By Choice and Neccessity: Integrated Non-Seismic Exploration in the Southern Georgina Basin
Ian Whitchurch1, Clarke Petrick2, and Andrew Mulder3
1 Northern Territory Oil, Sydney, Australia
2 Northern Territory Geological Service, Alice Springs, Australia
3 RPS Troy Ikoda, Perth, Australia
The Southern Georgina basin is a 100 000 square kilometer part of the Cambrian-era Centralian Superbasin.
Northern Territory Oil's leases comprise about 30 000 square kilometers, and have a total of about 200 km of existing 2D seismic in those leases, acquired by the previous leaseholder, Pacific Oil and Gas.

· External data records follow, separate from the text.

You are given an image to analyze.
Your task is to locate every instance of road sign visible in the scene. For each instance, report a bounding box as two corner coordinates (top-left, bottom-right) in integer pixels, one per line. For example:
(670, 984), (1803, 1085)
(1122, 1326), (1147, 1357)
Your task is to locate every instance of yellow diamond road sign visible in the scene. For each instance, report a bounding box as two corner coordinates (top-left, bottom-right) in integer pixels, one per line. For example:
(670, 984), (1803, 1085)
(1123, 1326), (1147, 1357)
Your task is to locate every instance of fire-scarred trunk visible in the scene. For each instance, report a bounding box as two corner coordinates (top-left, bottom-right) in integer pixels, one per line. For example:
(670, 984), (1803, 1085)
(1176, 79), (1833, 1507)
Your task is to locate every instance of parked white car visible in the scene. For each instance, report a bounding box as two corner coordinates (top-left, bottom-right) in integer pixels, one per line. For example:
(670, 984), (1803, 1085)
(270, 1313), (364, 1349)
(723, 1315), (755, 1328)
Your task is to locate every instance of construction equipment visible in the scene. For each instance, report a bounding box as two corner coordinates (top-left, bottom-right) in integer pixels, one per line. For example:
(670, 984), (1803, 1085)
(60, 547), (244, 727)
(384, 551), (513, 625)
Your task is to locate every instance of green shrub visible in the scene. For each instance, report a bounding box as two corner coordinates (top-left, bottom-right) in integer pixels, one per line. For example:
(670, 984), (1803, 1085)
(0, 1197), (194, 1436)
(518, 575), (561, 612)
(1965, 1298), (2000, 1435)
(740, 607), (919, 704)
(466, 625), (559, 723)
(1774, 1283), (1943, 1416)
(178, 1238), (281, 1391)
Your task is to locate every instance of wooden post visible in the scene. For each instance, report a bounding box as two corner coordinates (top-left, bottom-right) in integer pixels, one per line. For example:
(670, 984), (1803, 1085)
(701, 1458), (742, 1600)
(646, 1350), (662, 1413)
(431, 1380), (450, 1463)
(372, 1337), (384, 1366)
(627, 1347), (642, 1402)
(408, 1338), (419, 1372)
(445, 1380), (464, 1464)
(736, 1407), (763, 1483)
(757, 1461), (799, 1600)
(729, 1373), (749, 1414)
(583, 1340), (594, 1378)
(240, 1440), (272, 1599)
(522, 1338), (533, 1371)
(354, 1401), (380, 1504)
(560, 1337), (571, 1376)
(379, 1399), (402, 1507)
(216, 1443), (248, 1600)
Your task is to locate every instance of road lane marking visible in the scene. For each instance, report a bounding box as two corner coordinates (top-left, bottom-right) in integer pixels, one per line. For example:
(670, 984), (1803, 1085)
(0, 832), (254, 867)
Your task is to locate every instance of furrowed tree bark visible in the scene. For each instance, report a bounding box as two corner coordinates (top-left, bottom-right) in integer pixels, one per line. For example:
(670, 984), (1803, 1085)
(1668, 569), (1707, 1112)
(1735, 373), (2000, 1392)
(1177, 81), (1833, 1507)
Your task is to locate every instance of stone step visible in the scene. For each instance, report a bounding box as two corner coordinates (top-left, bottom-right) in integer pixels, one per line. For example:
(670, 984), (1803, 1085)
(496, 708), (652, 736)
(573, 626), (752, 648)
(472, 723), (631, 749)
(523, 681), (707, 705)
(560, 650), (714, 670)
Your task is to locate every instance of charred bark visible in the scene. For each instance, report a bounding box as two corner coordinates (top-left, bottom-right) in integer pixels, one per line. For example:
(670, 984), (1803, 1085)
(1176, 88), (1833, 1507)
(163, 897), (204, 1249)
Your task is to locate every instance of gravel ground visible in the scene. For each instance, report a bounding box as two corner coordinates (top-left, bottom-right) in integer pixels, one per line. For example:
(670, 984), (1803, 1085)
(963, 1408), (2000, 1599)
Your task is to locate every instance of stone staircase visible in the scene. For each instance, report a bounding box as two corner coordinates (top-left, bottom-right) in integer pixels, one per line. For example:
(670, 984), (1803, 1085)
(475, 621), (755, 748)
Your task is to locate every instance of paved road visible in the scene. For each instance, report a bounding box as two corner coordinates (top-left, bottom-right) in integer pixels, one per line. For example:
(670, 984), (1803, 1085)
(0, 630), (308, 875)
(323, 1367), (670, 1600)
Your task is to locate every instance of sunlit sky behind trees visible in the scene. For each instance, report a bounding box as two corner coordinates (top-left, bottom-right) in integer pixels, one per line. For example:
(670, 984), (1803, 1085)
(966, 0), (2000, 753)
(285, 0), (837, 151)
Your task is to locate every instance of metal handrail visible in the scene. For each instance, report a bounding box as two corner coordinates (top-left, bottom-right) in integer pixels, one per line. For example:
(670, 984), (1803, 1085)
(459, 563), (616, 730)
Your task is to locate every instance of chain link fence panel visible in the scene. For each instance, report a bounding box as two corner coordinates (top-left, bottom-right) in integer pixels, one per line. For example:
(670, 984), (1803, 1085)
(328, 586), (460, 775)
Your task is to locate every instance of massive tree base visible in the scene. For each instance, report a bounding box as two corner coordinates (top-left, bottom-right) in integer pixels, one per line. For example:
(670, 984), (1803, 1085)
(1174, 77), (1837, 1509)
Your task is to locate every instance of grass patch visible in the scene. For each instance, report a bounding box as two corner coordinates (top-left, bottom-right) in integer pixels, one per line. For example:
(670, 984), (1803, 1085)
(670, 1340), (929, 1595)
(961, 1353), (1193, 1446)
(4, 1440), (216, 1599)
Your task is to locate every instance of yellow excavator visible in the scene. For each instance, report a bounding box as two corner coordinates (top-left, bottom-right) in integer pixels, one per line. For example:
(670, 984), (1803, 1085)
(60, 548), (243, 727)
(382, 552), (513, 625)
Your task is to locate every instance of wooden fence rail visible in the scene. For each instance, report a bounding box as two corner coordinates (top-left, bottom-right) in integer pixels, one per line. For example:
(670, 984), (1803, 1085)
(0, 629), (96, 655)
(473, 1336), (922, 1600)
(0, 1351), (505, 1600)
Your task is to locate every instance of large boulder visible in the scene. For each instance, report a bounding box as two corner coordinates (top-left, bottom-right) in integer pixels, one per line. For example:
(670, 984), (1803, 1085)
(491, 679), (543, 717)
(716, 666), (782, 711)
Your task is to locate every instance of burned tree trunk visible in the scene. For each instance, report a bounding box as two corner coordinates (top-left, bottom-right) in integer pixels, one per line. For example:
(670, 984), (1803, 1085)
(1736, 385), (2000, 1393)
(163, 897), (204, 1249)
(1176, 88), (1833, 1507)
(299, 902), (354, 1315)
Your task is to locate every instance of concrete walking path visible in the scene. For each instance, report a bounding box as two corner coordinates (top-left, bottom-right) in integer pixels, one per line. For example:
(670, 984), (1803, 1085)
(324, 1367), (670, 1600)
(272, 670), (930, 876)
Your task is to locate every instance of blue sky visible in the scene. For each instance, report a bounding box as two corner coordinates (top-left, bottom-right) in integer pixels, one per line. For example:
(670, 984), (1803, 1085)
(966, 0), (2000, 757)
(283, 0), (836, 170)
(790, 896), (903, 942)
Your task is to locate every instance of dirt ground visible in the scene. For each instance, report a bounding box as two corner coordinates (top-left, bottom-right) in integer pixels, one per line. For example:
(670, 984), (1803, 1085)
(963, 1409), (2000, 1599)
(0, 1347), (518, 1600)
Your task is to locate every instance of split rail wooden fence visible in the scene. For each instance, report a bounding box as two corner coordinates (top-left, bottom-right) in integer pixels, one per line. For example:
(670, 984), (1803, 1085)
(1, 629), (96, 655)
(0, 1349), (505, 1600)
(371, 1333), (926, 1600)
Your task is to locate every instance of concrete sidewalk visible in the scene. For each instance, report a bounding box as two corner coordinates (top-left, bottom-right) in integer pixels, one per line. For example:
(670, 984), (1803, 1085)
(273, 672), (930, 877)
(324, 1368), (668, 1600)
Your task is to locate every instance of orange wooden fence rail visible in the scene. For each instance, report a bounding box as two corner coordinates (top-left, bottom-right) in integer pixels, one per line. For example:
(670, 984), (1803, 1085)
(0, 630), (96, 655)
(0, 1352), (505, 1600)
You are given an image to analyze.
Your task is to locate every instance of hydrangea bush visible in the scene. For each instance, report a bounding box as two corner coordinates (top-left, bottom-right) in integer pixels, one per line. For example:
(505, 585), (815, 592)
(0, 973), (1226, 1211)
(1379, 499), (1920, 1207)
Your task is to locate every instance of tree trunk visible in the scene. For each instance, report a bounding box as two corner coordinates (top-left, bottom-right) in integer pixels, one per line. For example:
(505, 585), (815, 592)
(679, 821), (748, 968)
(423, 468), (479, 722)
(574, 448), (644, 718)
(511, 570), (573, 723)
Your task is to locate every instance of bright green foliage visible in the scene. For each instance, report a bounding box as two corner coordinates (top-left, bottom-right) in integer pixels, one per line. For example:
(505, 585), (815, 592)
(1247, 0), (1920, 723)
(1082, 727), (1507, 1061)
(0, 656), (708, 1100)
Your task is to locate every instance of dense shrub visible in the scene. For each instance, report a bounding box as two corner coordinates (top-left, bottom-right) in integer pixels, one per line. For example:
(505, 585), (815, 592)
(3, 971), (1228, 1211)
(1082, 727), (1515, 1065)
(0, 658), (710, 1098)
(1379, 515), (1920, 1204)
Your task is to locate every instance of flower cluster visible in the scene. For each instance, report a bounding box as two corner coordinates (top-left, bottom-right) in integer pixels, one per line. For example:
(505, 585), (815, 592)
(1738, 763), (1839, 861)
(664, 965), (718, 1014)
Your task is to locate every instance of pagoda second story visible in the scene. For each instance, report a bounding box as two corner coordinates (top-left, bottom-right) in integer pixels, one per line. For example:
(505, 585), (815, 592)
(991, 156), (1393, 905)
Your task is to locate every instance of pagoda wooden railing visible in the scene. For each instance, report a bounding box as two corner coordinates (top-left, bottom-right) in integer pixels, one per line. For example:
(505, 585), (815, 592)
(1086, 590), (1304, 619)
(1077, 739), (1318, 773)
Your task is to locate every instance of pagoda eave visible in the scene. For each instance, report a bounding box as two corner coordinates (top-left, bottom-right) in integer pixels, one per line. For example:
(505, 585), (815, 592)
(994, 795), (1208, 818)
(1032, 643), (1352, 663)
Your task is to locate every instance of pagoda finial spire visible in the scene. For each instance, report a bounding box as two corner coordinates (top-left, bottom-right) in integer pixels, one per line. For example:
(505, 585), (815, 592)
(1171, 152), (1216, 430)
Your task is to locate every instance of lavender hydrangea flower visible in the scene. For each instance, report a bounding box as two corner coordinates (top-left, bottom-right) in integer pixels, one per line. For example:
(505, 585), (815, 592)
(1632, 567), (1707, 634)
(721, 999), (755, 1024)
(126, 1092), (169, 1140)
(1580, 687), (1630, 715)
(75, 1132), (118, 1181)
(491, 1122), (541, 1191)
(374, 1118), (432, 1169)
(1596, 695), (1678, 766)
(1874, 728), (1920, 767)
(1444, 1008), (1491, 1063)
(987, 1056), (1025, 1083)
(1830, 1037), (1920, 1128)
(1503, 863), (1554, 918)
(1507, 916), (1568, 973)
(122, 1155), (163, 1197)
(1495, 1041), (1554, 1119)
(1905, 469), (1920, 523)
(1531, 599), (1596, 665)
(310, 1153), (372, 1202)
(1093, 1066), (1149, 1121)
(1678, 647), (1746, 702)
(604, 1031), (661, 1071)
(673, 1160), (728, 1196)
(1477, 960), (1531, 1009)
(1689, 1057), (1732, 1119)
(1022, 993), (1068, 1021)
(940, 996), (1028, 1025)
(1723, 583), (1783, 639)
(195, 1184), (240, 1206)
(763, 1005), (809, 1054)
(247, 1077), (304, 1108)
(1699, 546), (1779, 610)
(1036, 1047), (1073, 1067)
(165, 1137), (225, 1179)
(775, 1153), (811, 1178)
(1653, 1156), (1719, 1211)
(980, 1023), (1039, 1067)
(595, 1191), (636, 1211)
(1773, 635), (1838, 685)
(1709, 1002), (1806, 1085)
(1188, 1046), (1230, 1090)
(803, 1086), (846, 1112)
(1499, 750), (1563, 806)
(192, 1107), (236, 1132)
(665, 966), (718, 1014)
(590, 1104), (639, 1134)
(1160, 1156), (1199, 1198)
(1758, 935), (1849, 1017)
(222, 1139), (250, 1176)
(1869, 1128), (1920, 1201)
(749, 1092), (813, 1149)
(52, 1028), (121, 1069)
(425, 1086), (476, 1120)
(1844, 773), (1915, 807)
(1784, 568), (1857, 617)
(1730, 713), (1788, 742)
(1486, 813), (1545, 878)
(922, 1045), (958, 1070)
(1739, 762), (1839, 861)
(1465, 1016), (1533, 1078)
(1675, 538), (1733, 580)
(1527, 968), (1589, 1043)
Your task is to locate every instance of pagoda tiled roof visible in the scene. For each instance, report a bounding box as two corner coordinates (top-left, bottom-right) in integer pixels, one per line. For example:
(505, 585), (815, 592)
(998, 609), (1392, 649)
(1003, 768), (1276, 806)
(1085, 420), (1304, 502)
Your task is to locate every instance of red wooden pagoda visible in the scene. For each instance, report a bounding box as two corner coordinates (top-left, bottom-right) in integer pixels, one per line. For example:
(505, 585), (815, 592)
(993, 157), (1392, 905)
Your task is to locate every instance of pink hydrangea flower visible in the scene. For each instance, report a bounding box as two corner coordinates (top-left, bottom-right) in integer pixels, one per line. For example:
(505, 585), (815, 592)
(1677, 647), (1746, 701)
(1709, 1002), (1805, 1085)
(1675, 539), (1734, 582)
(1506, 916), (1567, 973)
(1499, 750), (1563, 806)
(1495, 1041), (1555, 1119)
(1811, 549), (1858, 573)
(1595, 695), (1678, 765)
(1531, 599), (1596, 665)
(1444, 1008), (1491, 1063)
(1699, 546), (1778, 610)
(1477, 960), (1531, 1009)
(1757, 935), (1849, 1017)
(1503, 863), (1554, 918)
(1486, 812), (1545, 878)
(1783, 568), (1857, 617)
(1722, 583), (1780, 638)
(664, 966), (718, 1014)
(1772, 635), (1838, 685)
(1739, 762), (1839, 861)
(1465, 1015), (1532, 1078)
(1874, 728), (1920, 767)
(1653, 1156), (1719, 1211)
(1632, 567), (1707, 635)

New seismic will be expensive to acquire, both because both the onshore seismic crews in Australia tend to be booked and because the mobilisation and demobilisation will add approximately $400 000 to the cost of a program.
Two exploration wells by the pervious leaseholders showed oil, Randall-1 and Macintyre-1. This shows that hydrocarbons were formed from the high TOC Arthur Creek “hot shales”, and we know it migrated into and within our leases; the question is can we find where it was trapped at acceptable costs.
The exploration plan is to
- do a basin-wide analysis, to define what the source is, when was it producted, where could it have migrated to, and what could be the reservoir and seal couplet;
- reprocess the existing 2D seismic, especially around the Randall and Macintyre wells;
- look for remte evidence of trapped hydrocarbons near to our existing wells with shows by using a combination of satellite analysis of vegetation patterns and aeromagnetic and areoradiation data;
- look for surface indications of hydrocarbons by soil analysis;
- using electro-telluric and dense-packed surface gravity to establish enough hints of a structure near to Randall and Macyntire and justify seismic work.